One of those has one piece of information, where the other has packed
many pieces of content in to the space of one. Now imagine multipart
mime. A http response has some headers, a blank line, and then
content. Multipart mime works very similarly to that system of email
and http. It is similar in that it provides many pieces of content in
the space of one, except unlike the simple query string form encoding,
multipart mime works almost as though there are several http responses/
emails, with their own headers, each one after the other. They exist
within the body of the email, allowing an email to have the mime/
multipart content-type, and then the client digs deeper, and much as a
zip or tar file would, the message can contain multiple sets of
content. Some may be an attachment and some may be for display (i.e.
text/plain or text/html)
The HTTP method is absolutely irrelevant to the content of the
request, except that some requests, like GET, have no request content.
Nothing says a PUT can't be multipart or that a POST can't have a
single file as it's direct unencoded content. Nothing but convention
that is. You guys are talking an awful lot about REST, but you guys
need to think that through. REST is a relatively new buzzword for
something which is pretty uncommon, and so we should be designing
these api's to work with the internet, and not some over standardized
dystopian future. The fact of the matter is, that if someone is
RESTing, they'll probably be happy enough to explicitly specify the
method, as it is an important implementation detail.
For general use, the web works with GET and POST requests, and all
uploading is done using a POST request with a multipart mime body
which contains each file and also any other form data. On the flip
side, mime is a pain in the butt compared to just sticking data in to
simpler formats like json, zip, xml...
Multipart html form style uploads always need the field name
specified. There is no sensible default for that. So we can either do
something with upload 'somefile.txt', :to => 'wherever' syntax, or
just do nothing with it. Most important is the multipart form uploads.

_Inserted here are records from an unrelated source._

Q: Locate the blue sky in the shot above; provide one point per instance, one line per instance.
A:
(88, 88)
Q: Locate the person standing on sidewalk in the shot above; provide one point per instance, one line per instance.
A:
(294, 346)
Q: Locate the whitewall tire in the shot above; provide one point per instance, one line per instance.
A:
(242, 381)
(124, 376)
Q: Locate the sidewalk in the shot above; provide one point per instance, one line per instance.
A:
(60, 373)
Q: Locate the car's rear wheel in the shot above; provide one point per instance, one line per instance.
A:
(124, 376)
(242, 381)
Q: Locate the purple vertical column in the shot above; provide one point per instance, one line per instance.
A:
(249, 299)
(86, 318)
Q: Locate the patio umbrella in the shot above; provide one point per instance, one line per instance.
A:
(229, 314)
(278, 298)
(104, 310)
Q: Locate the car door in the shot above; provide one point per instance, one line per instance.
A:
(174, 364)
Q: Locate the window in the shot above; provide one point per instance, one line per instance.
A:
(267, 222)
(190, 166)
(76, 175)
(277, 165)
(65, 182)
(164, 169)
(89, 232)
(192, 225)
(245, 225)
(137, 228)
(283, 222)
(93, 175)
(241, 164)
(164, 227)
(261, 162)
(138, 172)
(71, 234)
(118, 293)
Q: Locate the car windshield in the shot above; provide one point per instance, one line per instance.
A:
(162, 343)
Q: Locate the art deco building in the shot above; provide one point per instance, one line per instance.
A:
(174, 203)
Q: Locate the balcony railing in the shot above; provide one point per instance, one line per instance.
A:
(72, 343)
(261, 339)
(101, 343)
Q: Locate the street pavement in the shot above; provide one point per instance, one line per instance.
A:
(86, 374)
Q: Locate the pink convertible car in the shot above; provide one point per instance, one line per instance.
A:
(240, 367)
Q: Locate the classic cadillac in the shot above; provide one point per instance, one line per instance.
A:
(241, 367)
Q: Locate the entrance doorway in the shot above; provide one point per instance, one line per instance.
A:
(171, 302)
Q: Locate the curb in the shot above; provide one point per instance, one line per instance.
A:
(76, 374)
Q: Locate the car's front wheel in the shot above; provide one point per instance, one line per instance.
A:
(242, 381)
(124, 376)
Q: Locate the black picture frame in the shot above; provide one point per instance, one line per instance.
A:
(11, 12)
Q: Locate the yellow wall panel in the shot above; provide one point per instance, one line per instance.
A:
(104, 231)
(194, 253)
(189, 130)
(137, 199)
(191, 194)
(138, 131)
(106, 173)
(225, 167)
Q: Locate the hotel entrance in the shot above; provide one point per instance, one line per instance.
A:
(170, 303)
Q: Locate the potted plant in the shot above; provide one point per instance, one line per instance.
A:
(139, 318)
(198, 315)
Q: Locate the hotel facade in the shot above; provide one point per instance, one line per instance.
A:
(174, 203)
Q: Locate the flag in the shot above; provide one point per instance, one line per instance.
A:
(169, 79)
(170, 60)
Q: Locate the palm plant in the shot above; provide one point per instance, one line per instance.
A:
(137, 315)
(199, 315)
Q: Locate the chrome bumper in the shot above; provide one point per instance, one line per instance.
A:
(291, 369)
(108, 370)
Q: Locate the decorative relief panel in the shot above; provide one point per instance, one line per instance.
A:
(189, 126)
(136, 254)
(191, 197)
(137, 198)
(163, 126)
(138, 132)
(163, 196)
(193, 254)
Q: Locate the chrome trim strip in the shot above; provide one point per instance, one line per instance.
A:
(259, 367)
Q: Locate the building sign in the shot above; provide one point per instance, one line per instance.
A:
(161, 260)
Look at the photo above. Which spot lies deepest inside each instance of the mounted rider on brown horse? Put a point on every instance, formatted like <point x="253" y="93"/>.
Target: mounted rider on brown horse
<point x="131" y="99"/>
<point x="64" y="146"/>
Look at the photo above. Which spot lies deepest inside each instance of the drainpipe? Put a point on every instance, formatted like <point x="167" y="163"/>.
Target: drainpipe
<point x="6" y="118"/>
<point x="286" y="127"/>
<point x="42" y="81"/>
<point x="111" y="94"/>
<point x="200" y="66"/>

Perhaps we should expect an IO though, and change the syntax to upload
open('somefile.txt'), :to => 'whereever' for such things, thus, people
could pass in any kind of IO, including pipes, stringio's... good for
streaming. Regardless, rest shouldn't be our focus. Most user's seem
to do stuff like make twitter clients, things which make use of the
existing internet, so don't have the freedom to go around implementing
restyness
Maybe some day we could have http_get/put/post/delete/head style
methods for those who wish to do more low level stuff. Personally
doing more implementation work for some symantics that nobody but me
will ever see has really never appealed to me. So I've never quite
understood the fuss about restful api design.